On crée ce point par la commande « mkdir /mnt/zip » ou par les menus du gestionnaire de fichiers.

Si votre disque n'a pas été monté automatiquement, vous pouvez le monter à la main.

La commande a cette forme :

« mount -t vfat /dev/sda4 /mnt/zip ».




Cette ligne signifie que vous avez un disque zip parallèle, que vous accrochez sa 4ème partition (celle utilisée par Windows) dans un répertoire /mnt/zip. Le vfat désigne le formatage de Windows. Dans le cas d'un zip parallèle, vous devez taper auparavant la commande « modprobe ppa » si c'est un vieux zip, ou « modprobe imm » si c'est un zip plus. Cette commande a pour but d'insérer le module (=driver) qui contrôle ce genre d'appareil.

À partir de ce moment, vous accédez à votre disque zip dans le répertoire /mnt/zip. Sachez que tous les fichiers qui seraient dans ce répertoire avant le montage vous seront inaccessibles tant que le répertoire sera occupé.

Vous noterez que Linux sait parfaitement charger et décharger à chaud les modules, sans nécessiter aucun redémarrage.

-L'autre méthode est inconnue dans le monde Windows.

Il s'agit de complètement faire disparaître la notion de disque au profit de l'arborescence.

Imaginons par exemple que le répertoire /home soit trop petit.
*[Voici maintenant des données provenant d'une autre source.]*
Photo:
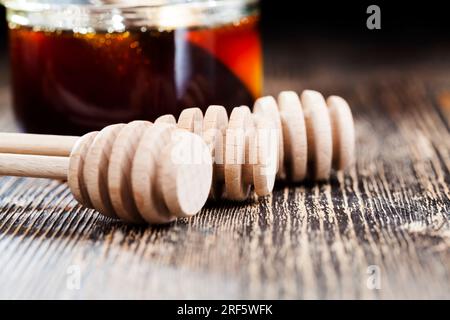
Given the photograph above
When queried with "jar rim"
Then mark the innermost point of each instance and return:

Vous achetez un disque énorme, et vous le greffez dans le répertoire /home. L'utilisateur continuera à voir son répertoire, sans même savoir qu'il s'agit d'un autre disque. Si vous utilisez le réseau, le disque greffé peut même être sur un autre ordinateur, l'utilisateur continuera à voir son répertoire de travail.

Sachez aussi que Linux gère les quotas ( limitation de l'espace par utilisateur ) et le RAID ( fusion de plusieurs disques ) pour n'en simuler qu'un seul, accélérer le débit et sécuriser les données. Il est également possible de crypter des partitions. Dans ce dernier cas, même en mettant votre disque en esclave, personne ne pourra le lire.

Détacher un disque :

Voilà une opération souvent très difficile.

Si le montage est passé par l'automonteur, vous n'aurez aucun problème.

Si vous l'avez monté à la main, il faudra le détacher à la main.

« umount /mnt/zip » devrait suffire, si ... beaucoup de choses !

En effet, il faut que vous ne soyez plus placé dans le répertoire de montage, que toutes les commandes qui ont été lancées depuis ce répertoire soient terminées.

À ce moment seulement, vous pouvez éjecter un disque amovible, par exemple par la commande « eject ». Cette commande sans argument s'applique au cdrom, qu'elle tente de détacher auparavant. Pour les autres disques, taper « eject /dev/sda » par exemple.

La disquette

Si vous avez démarré Demolinux au moyen d'une disquette, vous pouvez la retirer.